I still patiently await your answers to my questions to you, a few posts up.
Jason "condemned Bush’s housing bailout in moral terms: it’s a violation of contracts, the rule of law..." In particular, Article 1 Section 9 of the Constitution states "no...ex post facto Law shall be passed." This says in effect that there be no violation of a contract.
Weingarten
To Beamish: What would you need to have as evidence of a slowdown?
A slowdown, obviously.
This isn't like retarded leftists setting up more and more thermometers in the desert and equator regions and surmising inanely that the average Earth temperature readout from the world's thermometers is rising.
This isn't even like the pure dippity-dumbass leftist rocket surgeon belief that if we stop using fossil fuels, we can somehow generate the energy required to refine the materials needed to make solar panels.
No, when dealing with economics, you've got to work with reality, which has never been a leftist's forte.
Reality says the assets of the American people as a whole outweight the liabilities of the American people as a whole by a ratio of 5 to 1.

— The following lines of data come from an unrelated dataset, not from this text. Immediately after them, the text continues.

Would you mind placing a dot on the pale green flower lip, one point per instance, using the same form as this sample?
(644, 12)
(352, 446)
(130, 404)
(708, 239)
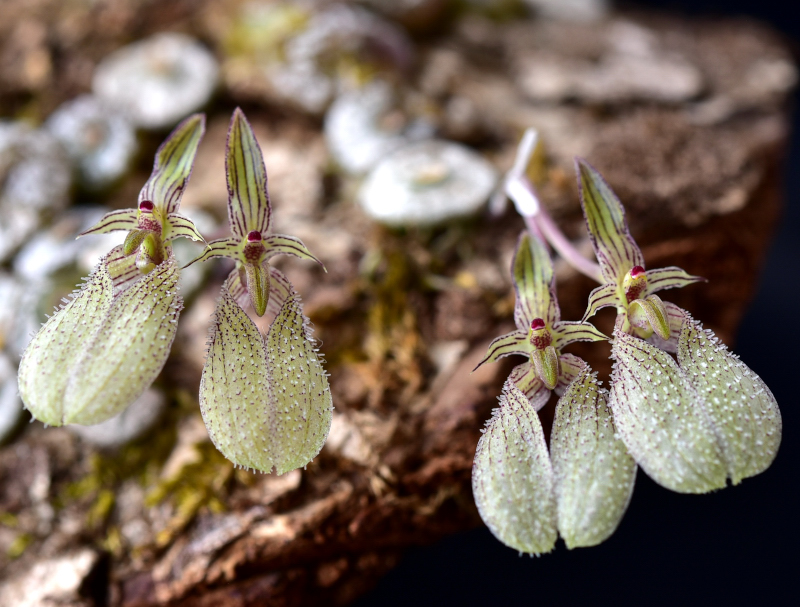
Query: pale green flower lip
(540, 334)
(100, 351)
(265, 399)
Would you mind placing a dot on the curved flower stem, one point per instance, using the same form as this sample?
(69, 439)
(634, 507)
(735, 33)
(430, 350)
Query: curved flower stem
(540, 224)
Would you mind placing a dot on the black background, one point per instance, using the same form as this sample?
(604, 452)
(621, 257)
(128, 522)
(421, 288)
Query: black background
(733, 547)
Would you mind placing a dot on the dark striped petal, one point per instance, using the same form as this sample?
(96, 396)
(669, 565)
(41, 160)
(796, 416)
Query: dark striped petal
(566, 333)
(99, 353)
(122, 269)
(744, 412)
(300, 388)
(594, 474)
(49, 361)
(512, 477)
(525, 379)
(280, 244)
(235, 394)
(506, 345)
(662, 418)
(173, 165)
(669, 278)
(547, 366)
(126, 219)
(179, 226)
(532, 271)
(280, 290)
(675, 317)
(602, 297)
(616, 250)
(248, 202)
(224, 247)
(571, 367)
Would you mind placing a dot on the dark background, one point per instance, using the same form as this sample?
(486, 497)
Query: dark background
(733, 547)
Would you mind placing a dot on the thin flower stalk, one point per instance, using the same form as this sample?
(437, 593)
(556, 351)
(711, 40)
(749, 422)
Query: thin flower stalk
(102, 349)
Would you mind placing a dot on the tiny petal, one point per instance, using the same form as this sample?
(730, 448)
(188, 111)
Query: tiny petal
(662, 419)
(512, 477)
(99, 353)
(126, 219)
(744, 412)
(506, 345)
(235, 392)
(651, 314)
(594, 475)
(526, 381)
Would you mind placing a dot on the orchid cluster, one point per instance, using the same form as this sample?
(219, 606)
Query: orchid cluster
(265, 398)
(691, 421)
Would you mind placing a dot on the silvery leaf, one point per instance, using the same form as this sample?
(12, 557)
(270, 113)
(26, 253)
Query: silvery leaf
(594, 474)
(662, 418)
(742, 408)
(512, 477)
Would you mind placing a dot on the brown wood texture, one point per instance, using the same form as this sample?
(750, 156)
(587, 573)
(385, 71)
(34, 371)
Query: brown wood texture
(698, 171)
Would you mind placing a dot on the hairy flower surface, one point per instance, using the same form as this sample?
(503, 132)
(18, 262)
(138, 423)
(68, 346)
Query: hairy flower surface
(265, 399)
(540, 334)
(693, 424)
(582, 487)
(106, 345)
(250, 216)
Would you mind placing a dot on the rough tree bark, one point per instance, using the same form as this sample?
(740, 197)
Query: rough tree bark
(688, 123)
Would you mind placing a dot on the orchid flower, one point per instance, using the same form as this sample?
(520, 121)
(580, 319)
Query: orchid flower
(582, 487)
(102, 349)
(690, 424)
(250, 216)
(265, 399)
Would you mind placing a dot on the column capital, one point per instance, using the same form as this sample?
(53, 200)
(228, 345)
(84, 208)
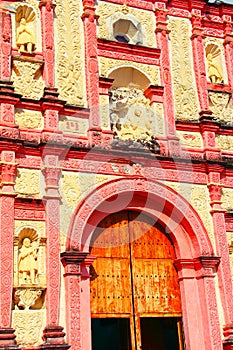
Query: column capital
(72, 262)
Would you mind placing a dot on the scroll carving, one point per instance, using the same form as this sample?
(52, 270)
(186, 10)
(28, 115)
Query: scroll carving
(70, 66)
(108, 12)
(130, 114)
(221, 106)
(27, 79)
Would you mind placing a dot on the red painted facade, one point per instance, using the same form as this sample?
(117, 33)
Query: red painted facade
(126, 175)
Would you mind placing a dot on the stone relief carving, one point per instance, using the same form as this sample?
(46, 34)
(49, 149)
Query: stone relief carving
(190, 139)
(28, 183)
(25, 298)
(27, 78)
(224, 142)
(221, 106)
(185, 97)
(28, 326)
(214, 60)
(107, 65)
(25, 36)
(227, 195)
(108, 13)
(28, 262)
(69, 60)
(28, 119)
(130, 114)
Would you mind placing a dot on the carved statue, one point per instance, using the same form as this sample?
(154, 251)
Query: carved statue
(25, 39)
(28, 264)
(214, 70)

Beamish: according to the 26 Dec. 2007 Wall Street Journal, consumer Christmas season spending was up 3.6% in nominal terms over last year, and only 2.4% if gasoline is excluded. Since CPI inflation is over 4%, that's a decline in real spending.
Your original point was "The American economy has just begun what will be the 73rd consecutive month of growth (the Bush Boom) with no slowdown in sight."

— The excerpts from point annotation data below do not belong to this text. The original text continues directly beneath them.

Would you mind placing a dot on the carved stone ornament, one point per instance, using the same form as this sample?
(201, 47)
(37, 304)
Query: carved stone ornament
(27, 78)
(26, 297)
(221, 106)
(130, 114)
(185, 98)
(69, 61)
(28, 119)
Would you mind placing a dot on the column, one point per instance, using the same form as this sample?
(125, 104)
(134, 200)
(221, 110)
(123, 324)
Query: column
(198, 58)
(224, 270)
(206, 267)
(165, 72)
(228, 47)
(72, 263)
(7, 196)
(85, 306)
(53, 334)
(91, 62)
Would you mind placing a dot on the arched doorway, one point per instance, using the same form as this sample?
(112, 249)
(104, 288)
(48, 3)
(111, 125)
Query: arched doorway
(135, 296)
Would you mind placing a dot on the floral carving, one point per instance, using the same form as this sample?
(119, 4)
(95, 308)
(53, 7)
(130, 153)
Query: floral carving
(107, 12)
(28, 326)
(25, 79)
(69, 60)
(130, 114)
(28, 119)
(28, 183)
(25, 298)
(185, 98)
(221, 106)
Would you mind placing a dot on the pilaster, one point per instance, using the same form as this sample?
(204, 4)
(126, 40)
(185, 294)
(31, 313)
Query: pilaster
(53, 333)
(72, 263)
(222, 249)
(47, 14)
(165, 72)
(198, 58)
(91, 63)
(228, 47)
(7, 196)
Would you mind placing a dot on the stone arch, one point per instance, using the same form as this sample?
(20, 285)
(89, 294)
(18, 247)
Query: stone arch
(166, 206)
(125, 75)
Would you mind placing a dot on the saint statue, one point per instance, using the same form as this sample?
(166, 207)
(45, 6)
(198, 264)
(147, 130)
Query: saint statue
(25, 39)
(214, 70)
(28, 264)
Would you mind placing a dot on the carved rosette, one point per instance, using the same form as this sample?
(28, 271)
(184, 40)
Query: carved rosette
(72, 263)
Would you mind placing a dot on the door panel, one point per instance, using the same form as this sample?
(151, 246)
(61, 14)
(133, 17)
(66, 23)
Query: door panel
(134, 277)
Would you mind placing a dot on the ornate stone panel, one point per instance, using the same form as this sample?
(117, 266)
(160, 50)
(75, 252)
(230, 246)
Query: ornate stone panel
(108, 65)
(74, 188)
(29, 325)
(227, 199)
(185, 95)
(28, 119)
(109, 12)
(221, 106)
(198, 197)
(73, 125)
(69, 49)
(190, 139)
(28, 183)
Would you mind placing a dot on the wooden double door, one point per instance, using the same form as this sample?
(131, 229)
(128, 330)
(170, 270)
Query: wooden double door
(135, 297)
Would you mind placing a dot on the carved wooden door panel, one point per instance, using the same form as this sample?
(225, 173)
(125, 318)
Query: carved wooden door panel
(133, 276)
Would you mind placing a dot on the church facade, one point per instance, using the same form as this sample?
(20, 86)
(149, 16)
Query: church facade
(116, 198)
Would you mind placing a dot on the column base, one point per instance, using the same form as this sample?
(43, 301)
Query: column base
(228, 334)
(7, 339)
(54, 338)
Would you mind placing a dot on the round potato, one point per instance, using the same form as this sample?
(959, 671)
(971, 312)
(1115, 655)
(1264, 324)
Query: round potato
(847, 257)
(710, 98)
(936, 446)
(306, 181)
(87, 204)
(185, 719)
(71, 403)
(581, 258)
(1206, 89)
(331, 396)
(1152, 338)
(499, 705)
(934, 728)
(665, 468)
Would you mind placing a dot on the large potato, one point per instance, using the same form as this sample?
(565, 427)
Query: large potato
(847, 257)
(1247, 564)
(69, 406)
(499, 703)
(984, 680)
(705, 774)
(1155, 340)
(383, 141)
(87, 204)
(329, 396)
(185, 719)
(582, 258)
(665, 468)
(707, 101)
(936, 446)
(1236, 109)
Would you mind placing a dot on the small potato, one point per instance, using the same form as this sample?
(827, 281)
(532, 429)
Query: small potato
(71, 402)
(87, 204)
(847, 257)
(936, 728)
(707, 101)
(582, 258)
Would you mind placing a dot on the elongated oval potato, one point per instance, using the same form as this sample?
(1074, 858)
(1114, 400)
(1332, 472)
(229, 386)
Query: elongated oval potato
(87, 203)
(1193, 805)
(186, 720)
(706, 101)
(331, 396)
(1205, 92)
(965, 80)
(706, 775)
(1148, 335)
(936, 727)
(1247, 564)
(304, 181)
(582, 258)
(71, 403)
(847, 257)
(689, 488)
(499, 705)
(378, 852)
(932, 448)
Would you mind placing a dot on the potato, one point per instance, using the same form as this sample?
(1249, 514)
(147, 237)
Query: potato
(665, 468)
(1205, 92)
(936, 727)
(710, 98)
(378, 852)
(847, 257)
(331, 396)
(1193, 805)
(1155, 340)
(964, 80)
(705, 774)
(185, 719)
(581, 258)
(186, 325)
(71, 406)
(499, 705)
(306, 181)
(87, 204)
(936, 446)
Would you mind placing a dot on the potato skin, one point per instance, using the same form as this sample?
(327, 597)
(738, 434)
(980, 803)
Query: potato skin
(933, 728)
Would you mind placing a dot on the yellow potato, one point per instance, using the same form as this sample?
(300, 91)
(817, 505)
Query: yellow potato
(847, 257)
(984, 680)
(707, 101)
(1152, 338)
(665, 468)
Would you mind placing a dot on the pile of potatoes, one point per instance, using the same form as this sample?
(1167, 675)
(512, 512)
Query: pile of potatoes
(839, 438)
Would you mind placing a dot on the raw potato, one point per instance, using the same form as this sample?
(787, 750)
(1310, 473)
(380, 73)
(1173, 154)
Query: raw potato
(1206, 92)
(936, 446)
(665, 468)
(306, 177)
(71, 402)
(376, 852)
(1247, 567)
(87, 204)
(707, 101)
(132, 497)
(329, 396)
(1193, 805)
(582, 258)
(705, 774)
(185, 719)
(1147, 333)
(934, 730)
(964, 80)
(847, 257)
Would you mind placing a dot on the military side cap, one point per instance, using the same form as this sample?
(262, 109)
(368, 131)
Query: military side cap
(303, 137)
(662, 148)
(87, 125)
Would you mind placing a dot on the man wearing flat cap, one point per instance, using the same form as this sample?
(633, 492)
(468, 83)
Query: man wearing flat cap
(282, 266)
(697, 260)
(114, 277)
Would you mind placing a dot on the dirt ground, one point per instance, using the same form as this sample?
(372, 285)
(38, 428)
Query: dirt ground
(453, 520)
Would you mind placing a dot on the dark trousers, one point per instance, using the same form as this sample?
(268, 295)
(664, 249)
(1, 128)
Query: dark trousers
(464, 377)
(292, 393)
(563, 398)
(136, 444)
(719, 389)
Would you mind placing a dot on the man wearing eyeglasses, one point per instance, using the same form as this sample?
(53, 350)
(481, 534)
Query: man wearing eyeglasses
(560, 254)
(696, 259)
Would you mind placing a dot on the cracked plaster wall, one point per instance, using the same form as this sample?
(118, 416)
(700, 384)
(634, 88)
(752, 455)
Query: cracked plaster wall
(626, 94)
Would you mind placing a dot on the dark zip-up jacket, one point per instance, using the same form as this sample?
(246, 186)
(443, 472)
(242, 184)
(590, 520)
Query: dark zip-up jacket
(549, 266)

So here's evidence not only of a slowdown, but an actual downturn, in an important sector. Couple this with sluggish GDP growth, a very clearly declining housing sector, and a serious mess in the banking/financial system, and there's ample evidence of economic trouble.
I'm not sure why you raised the points about leftists; none of this evidence is left wing nor does it support leftist conclusions. The economic problems are the fault of government fiscal irresponsibility, government manipulation of the money supply, and government regulation of banking and finance that insulates (for a time) well-connected banks from the market discipline they ought to be facing.
Bush isn't doing it to help homeonwers, he's doing it to protect the banking system.
I'm telling you somebody went to the Fed over the weekend, and knocked on the Fed's door, and said, "Listen. I am big. I'm someone big. And I have a contagious disease and I slept with the world."